For all the interest in the scale of Aramco’s reserves, the business doesn’t actually own the oil in the ground like past privatisations, such as BP and Statoil. Its legal rights rest on a concession agreement originally struck in 1933 between the Saudi kingdom and Standard Oil Company of California (SoCal), which created Aramco.
This gives the company exclusive rights to exploit the nation’s oil reserves (not just those presently discovered but also any found in future) in return for royalties and taxes. As the original concessionaires discovered, when oil is the host’s main source of revenue, these rights must perforce be uncertain.
In 1950, in pursuit of more cash for his still impoverished kingdom, King Abdulaziz threatened to tear up the deal if Aramco didn’t accede to his demand for more of the upside. Faced with this prospect, the company promptly capitulated, agreeing to split its profits 50/50 with the state.
Investors in a future privatised Aramco are in an analogous (if weaker) position. Like the old concessionaires, they are dependent for returns on their relationship with Riyadh. But unlike SoCal, they have no leverage in the form of industrial know-how. Consequently their ability to exploit the company’s hydrocarbon honeypot is even more closely linked to Saudi Arabia’s prosperity than old Aramco’s was.
New Aramco’s value is umbilically tied to the dividends it generates. To bolster these and inflate the sale value, Riyadh has cut the corporate tax rate it levies from 85 per cent to just 50 per cent. This is a substantial reduction, given its continuing dependence on hydrocarbon sales for state revenue, and will put great stress on public finances already squeezed by lower oil prices.
Of course, the Saudi government can replace the lost taxes by maximising Aramco’s dividend — a position that arguably aligns its incentives with outside investors. But in a fiscal crisis, it might seek to plug the leakage of funds to shareholders by hiking taxes (all of which go to its coffers). That temptation is likely to increase, the greater the proportion of the equity it sells.
The privatisation is designed to avert such a crisis by accelerating growth through economic diversification. But getting there means navigating a path that is strewn with political uncertainty. First it will require Saudi Arabia to move to a system where oil is priced rationally in domestic markets, rather than sluiced cheaply at domestic and favoured industrial users. That will create losers whose losses will need to be mitigated.

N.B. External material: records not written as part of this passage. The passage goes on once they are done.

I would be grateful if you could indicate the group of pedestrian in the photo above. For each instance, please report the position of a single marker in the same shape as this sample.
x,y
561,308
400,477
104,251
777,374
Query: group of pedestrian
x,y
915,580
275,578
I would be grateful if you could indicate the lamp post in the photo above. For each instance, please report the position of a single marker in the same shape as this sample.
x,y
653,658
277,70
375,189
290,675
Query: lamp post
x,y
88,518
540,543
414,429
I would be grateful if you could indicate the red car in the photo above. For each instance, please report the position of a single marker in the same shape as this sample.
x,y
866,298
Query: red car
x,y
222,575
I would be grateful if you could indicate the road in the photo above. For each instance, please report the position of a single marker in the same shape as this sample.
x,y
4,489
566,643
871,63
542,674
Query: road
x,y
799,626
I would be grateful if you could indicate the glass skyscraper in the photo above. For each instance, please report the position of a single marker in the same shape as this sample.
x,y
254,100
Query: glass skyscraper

Second it will depend on Saudi Arabia making wise investment choices. The company has established a sovereign wealth fund, the Public Investment Fund, that will invest the proceeds of the IPO in non-oil assets. But as with other neighbouring wealth funds in Qatar and Kuwait, the PIF has an apparent fondness for foreign investments, pumping money into international technology businesses such as Uber and SoftBank. It is hard to see this generating many jobs or new industries at home.
More than on any transparent audit or star-studded board of non executive directors, Aramco’s success as an investment will hinge on Saudi Arabia’s ability to set sound policies and execute them smoothly. Those who buy shares will be implicitly putting their trust in princes. It is a bet worth pondering before buying shares, on whatever market they trade.